James A. Garner is an American businessman and politician from the Republican Party, who served as Mayor of the Village of Hempstead, New York between 1988 and 2005, and was the first African-American to be elected a mayor on Long Island.

== Biography ==
During his tenure as mayor, Garner took a lead role in revitalization, redevelopment, and housing issues facing Hempstead, and was a panelist on the 2002 White House Conference on Minority Homeownership, among other roles. In, 2003 the United States Conference of Mayors elected Garner its 61st president, a position he held for one year.

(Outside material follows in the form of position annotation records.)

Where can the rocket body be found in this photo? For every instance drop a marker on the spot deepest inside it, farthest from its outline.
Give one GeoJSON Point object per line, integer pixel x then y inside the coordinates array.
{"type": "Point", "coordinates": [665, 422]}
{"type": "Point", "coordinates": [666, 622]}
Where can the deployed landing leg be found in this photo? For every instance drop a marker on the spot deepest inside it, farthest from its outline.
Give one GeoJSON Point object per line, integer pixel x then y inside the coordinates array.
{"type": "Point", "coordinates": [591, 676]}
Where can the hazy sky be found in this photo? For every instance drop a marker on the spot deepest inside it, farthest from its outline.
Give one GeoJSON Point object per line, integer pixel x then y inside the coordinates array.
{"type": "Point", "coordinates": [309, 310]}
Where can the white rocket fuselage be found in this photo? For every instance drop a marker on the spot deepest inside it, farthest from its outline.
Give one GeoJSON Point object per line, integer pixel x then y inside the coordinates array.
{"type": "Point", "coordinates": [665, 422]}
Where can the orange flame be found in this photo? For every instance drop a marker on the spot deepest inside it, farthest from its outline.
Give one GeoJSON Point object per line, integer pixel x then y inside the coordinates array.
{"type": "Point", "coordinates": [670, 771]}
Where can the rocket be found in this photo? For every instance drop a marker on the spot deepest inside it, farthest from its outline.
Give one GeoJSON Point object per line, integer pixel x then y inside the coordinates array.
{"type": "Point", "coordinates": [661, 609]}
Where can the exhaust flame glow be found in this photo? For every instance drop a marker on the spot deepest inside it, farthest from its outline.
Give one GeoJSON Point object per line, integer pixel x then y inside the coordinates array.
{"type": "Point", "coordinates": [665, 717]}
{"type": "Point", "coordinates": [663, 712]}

In 2004, Garner was nominated by the Republican Party to challenge Representative Carolyn McCarthy in New York's 4th congressional district. The race was widely expected to be a close one, but McCarthy won with 63% of the vote. Democratic presidential candidate John Kerry carried 55% of the district's vote in that same election. Six months later in March, 2005, Garner was defeated by Democrat Wayne Hall in his reelection bid for Mayor of Hempstead. This was also evident in the 2009 race for mayor when Hall defeated Garner with 48 percent of the total vote.

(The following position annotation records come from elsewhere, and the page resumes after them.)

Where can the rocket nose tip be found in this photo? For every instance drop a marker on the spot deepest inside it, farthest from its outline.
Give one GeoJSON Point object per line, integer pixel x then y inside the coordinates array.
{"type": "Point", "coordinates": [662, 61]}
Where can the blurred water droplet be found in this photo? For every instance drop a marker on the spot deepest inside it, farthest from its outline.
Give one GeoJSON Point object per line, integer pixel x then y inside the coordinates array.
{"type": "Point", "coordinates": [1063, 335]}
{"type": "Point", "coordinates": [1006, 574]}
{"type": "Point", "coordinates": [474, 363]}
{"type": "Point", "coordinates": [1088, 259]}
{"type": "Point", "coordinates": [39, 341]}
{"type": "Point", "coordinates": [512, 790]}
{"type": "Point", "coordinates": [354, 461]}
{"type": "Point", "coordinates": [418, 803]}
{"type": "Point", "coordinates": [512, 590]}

Prior to becoming the Mayor of Hempstead, Garner served one term on the Hempstead Village Board of Trustees. He is a Vietnam-era veteran and holds a B.S. from Adelphi University, and founded a pest-control company that is today owned and operated by his family. His membership in community groups includes the American Legion and the NAACP.

Garner also served as the appointed Deputy Nassau County Comptroller for Claims, Payroll & Health Benefits under Comptroller George Maragos.

=== Military service ===
Garner is a veteran of the Vietnam War where he served in the United States Army between 1966 and 1969.